Querida hada, hermosa nana me has cantado, y aunque estoy hecho una piltrafa de no dormir lo suficiente siento que me nace el deseo de contestar a tu presencia oportuna, a tus besos descalzos y al roce de tu piel que me es dado imaginar. He sentido, aunque no lo creas, tu pecho contra el mío, y he visto brillar tus ojos en las sombras, he cogido tus muñecas y sumergido mi cara en el aroma tenue del mar de tu cabello. Naufragué por fin entre latidos, y sentí deseos de llorar, o de reirme a gritos, de abrazar a los desconocidos y dar lo que queda de mi pobreza a los pobres, de fundar una ONG que reparta hadas entre todos los solitarios de la ciudad, para que estos a su vez, canten y silben por las calles, buscando desconocidos a quienes abrazar. Surgió un mundo perfecto de la nana y los corderos y de escuchar "duerme mi amor", que nunca lo había oído. Tejí con esa frase una capa y me fui a volar por la ciudad, flotando sobre las alcobas y los que ya no se aman; para todos tuve un poco de mi pena, para todos tuve el gesto comprensivo que solo es estandarte de los superhéroes que nacieron de una frase como esas. Van por el mundo con el gesto sereno, y una sonrisa transparente les revela la felicidad en ciernes, que les crece sin raíces sobre las ilusiones.
Soy Superman, El Zorro, El Chapulín Colorado, y llevo en mi pecho el emblema del tuyo .

23 septiembre, 2004

Escribir

A veces me pregunto si sería prudente destinar parte de mis escasas energías a la escritura. No me refiero a esta válvula liberadora que me hace escribir cartas a mis parientes y amigos sino, a otro nivel; aspirar a competir con gente ilustrada por la atención de un público sobrado de tiempo y de dinero como para pagar por leer lo que otros escriben. Aún para mi escaso entendimiento es obvio que los niveles de lectura son diversos y que, según diría mi madre: " nunca falta un roto para un descosido" o algo por el estilo .

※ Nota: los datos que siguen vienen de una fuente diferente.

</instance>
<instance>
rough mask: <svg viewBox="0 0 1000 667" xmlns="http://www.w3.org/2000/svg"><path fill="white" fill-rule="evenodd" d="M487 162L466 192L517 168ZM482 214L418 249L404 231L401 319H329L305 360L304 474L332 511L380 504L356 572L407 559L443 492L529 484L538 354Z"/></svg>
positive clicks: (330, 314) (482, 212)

Mi admiración por escritores de talento no resulta impedimento para pensar, a veces seriamente, en buscar el reconocimiento y el dinero de los demás para mi manutención. Existen sin embargo, innumerables impedimentos para el desarrollo de una imparable carrera literaria a saber:

- Una evidente incapacidad para mantener el interés por aquellas tareas que comienzo con un entusiasmo indescriptible.

- Un desconocimiento profundo del alma humana, ya que me he pasado la mayor parte de mi vida mirándome el ombligo.

- Una escasez de talento preocupante para alguien que pretende captar la atención de los que deciden quién escribe y quién vende hamburguesas.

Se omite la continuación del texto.